Suspense nacional O Segredo de Davi surpreende com serial killer que publica vídeos de seus crimes
No submundo da deep web, o arcabouço sombrio do ensolarado universo da Wikipedia e das falsas alegrias das redes sociais, vídeos horrendos são a manifestação diabólica das mais insuspeitas pessoas a nossa volta. Nesse território sem lei, os snuff-videos (filmes com assassinatos reais) são ferramentas de diversão e expressão para mentes perturbadas. Felizmente, o protagonista de O Segredo de Davi pertence apenas ao mundo da fantasia. Embora neste assunto a realidade consiga ser muito pior que a ficção.
O cinema brasileiro tem se esforçado em sair do estereótipo das comédias rasas ou dos dramas sociais. Nos últimos anos, produções audaciosas de terror e suspense tem chamado a atenção (para o bem e para o mal) em festivais e também da crítica especializada, como Isolados (2014) e O Rastro (2017). E este parece que será o destino de O Segredo de Davi, que marca a estreia na direção de Diego Freitas.
Na trama, Davi (Nicolas Prattes) é um tímido estudante de cinema que passa a maior parte do tempo sozinho filmando pessoas que, de alguma forma, lhe chamam a atenção. Embora solitário, Davi não é isolado, tendo alguns amigos e participando de atividades sociais. Mas o jovem esconde um passado obscuro e começa a matar pessoas por razões que, tanto ele, quanto o público, vão descobrindo aos poucos. Davi, também é um hacker em formação, e só se vê plenamente satisfeito após publicar as filmagens de seus assassinatos na internet.
Freitas não é necessariamente inovador na construção estética. A paleta de cores sombria e a atmosfera excessivamente dark oferecem uma fotografia internacional para o público. Isso não chega a ser um problema, pois a ambientação se encaixa muito bem na personalidade oculta do personagem, que enxerga o mundo sempre envolto em sombras. A escolha de um elenco exageradamente dentro do padrão de beleza europeu é que gera um distanciamento, confirmando a intenção do diretor de fazer um filme estrangeiro com assinatura nacional.
Elenco de primeira
Nicolas Prattes está caracterizado como um personagem que se divide entre o anjo e o demônio, um recurso um tanto óbvio que poderia caricaturar o filme se não fosse o exímio talento que o jovem ator demonstra em cena. Prattes transita com facilidade da suposta fragilidade do Davi público para a monstruosidade do Davi das sombras, sem que esse, no entanto, perca as características básicas do primeiro. Davi não é um psicopata, indiferente aos sentimentos, e o protagonista consegue trabalhar muito bem essa dualidade com os olhares penetrantes, que já se tornaram sua marca de atuação até mesmo nos folhetins televisivos. Em tempo, o ator se mostra muito mais a vontade como homicida do que como ‘cidadão de bem’.

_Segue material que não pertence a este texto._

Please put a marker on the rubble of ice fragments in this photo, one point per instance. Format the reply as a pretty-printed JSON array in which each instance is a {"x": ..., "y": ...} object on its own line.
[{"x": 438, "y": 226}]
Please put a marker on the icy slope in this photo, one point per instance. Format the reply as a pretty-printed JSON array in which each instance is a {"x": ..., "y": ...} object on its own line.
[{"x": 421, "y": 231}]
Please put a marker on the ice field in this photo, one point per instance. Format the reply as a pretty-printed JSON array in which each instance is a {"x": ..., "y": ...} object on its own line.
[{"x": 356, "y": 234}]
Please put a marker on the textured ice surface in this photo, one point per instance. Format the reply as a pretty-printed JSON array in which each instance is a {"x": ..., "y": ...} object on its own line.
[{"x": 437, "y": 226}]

O filme exige muito do seu elenco. O ponto alto é a magistral Neusa Maria Faro, na pele de uma senhora macabra que conduz a plateia para o ambiente de terror sobrenatural da produção. Destaque também para Eucir de Souza, como um motorista de táxi que protagoniza uma das cenas mais fortes do filme, e o eloquente João Cortês, que faz o contraponto cômico na pele do amigo de Davi.
O Segredo de Davi também toca em assuntos espinhosos como homossexualidade e cristianismo. e também voyeurismo, bullying e críticas à tecnologia, usando e abusando dos contrastes entre o velho e o moderno para falar do isolamento no mundo contemporâneo. O problema é que, com tantos elementos, se exige muito mais do roteiro do que ele de fato pode oferecer.
A narrativa acaba não sendo fluida e peca pela artificialidade em muitas situações. Sobretudo no primeiro ato, o texto se mostra mais arrastado, apostando em uma narração em primeira pessoa que busca jogar o espectador para dentro do olhar do protagonista, recurso que é praticamente ignorado nos dois atos seguintes. Os diálogos parecem ter sido escritos por um autor de novelas, sendo simplistas demais para uma obra com tão forte aspecto psicológico. Felizmente, graças ao talento dos atores, esse problema acaba sendo sublevado.
O Segredo de Davi têm simbolismos e questões incômodas em tempos do politicamente correto, mas também não é reservado apenas aos iniciados. É uma produção comercial que tem o mérito de arriscar em experiências pouco comuns no cinema brasileiro. Seria muito bom que seu sucesso abrisse as portas para novas produções que explorem o intimismo, algo que nossos irmãos argentinos e chilenos já aprenderam há muito tempo. Na história, Davi deixa seu Golias interno vencer a batalha. Na realidade, espera-se que muitos outros Davis venham para derrotar os muitos Golias que surgirão para salvar o cinema brasileiro.